Generators - Co-Routines

Allow more general change of control between procedures, as appropriate, for example, for for-statements that have 'yield' conditions as well as more generally, co-routines, a form of cooperative concurrency, where a procedure explicitly decides when to suspend its execution to allow others to resume.

See http://en.wikipedia.org/wiki/Iterator

Continuation Passing Transformation

Compile programs by systematically introducing the ability to manipulate the labels in which execution will continue, as well as the current state.
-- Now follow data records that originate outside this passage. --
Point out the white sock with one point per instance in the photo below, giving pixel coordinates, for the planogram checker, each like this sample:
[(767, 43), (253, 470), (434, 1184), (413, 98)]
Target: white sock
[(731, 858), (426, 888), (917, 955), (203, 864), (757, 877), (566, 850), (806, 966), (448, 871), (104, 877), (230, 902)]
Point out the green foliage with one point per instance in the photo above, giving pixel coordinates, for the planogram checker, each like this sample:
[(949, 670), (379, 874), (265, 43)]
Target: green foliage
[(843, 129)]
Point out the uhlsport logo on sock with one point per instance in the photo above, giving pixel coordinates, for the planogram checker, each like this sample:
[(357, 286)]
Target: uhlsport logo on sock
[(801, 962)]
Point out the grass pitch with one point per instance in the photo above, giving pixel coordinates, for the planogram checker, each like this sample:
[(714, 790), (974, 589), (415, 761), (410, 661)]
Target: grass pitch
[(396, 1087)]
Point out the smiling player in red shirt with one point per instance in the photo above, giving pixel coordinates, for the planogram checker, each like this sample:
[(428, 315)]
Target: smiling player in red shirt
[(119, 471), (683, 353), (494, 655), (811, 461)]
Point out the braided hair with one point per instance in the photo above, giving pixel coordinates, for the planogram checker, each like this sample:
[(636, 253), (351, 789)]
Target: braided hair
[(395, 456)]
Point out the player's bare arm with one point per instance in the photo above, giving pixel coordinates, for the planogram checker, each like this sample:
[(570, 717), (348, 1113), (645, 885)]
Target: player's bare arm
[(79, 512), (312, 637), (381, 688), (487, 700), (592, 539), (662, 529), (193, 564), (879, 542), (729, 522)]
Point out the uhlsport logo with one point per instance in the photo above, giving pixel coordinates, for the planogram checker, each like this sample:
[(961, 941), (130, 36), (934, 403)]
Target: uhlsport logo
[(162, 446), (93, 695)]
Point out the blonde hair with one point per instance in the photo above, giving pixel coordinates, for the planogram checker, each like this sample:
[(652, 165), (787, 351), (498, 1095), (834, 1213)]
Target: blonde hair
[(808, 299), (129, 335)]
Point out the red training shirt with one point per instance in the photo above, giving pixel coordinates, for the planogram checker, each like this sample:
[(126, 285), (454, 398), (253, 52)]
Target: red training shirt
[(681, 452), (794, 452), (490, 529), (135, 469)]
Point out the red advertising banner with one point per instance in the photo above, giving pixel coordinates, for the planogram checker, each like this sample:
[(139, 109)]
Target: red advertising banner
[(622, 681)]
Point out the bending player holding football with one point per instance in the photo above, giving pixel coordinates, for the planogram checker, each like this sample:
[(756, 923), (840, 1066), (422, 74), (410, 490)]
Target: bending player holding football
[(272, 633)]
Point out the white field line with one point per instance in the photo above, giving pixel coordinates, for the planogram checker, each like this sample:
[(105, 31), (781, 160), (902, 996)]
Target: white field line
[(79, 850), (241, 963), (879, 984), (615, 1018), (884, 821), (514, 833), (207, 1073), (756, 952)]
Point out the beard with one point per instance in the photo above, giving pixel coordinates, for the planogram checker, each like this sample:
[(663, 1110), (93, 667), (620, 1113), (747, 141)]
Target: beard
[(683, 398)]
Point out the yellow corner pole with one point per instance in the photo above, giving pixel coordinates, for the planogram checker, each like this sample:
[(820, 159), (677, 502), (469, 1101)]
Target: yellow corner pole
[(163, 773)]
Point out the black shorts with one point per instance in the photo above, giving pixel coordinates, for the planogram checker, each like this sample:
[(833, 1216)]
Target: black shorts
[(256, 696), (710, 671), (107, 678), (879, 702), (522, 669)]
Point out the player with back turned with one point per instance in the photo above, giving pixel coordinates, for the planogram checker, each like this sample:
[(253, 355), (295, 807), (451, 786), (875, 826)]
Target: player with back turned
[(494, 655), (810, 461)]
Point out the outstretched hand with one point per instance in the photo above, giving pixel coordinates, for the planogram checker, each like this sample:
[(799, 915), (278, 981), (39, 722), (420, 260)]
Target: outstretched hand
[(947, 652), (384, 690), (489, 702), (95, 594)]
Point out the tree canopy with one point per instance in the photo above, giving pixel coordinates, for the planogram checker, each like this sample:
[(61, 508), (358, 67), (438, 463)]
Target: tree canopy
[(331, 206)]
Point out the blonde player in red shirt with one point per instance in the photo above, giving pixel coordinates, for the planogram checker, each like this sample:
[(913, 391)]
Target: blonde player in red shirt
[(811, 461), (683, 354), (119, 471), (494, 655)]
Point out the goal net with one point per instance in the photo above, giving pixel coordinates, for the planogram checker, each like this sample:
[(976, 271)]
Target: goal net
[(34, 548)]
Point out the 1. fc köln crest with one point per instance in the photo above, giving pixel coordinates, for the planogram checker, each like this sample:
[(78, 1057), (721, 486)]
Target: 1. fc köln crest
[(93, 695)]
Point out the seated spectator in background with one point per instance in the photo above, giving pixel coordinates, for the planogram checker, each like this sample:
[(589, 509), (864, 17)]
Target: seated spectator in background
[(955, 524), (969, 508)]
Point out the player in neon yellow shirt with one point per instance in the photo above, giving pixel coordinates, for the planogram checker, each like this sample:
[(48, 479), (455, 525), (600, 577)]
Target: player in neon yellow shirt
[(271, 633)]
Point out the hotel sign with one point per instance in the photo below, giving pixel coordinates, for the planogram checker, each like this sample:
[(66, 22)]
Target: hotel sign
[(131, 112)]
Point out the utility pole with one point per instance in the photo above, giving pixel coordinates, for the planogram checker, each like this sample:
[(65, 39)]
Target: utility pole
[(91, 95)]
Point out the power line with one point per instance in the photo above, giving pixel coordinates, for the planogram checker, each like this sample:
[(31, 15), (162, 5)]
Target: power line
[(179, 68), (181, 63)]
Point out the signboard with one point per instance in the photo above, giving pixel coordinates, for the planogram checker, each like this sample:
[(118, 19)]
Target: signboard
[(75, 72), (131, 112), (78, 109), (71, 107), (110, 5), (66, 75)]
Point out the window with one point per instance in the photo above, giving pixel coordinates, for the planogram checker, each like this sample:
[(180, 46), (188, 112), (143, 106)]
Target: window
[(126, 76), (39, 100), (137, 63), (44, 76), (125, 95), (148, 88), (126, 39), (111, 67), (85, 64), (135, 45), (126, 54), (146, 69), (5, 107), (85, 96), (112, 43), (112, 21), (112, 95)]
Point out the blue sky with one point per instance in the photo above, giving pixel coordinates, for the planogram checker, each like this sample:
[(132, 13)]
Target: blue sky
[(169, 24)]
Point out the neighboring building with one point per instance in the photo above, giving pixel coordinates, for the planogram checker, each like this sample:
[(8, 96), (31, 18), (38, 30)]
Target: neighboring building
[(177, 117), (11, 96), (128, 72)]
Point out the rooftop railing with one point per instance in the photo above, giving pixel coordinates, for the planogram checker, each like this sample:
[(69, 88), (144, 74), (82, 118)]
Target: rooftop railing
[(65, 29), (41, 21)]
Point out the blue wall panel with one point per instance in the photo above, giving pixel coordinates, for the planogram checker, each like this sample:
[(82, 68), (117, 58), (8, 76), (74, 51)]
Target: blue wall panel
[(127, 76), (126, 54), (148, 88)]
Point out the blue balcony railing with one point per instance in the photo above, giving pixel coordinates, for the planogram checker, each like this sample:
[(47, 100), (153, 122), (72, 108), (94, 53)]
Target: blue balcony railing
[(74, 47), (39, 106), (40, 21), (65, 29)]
Such description of future computation is called continuation. Continuations can in principle be stored and executed later like functions (closures).

Alternative Syntax using Parser Generator

Implement alternative front-end for Tool, using a parser generator such as

http://bnfc.digitalgrammars.com/

Final Compiler and Report

Deadline: 10 January 2014 23h59

Your final report is due on the date, and both will be delivered using Git.

You are encouraged to use the following (LaTeX) template for your report:

A PDF version of the template with the required section is available here:

Although you are not required to use this template, your report must contain at least the sections described in it with the appropriate information. Note that writing this report will take some time and that you should not do it at the last minute. This final report is an important part of the compiler project. If you have questions about the template or the contents of the report, make sure you ask them early.

A common question is “how long should the report be?”. There's no definitive answer to that. Considering that the report will contain code examples and a fairly precise description of implementation, it should probably be at least 3 pages. Less would be suspicious. 6 pages is fine. We will not complain for up to 10 pages if the content is meaningful, but extra pages by themselves do not make a report better, so please use as much as you need.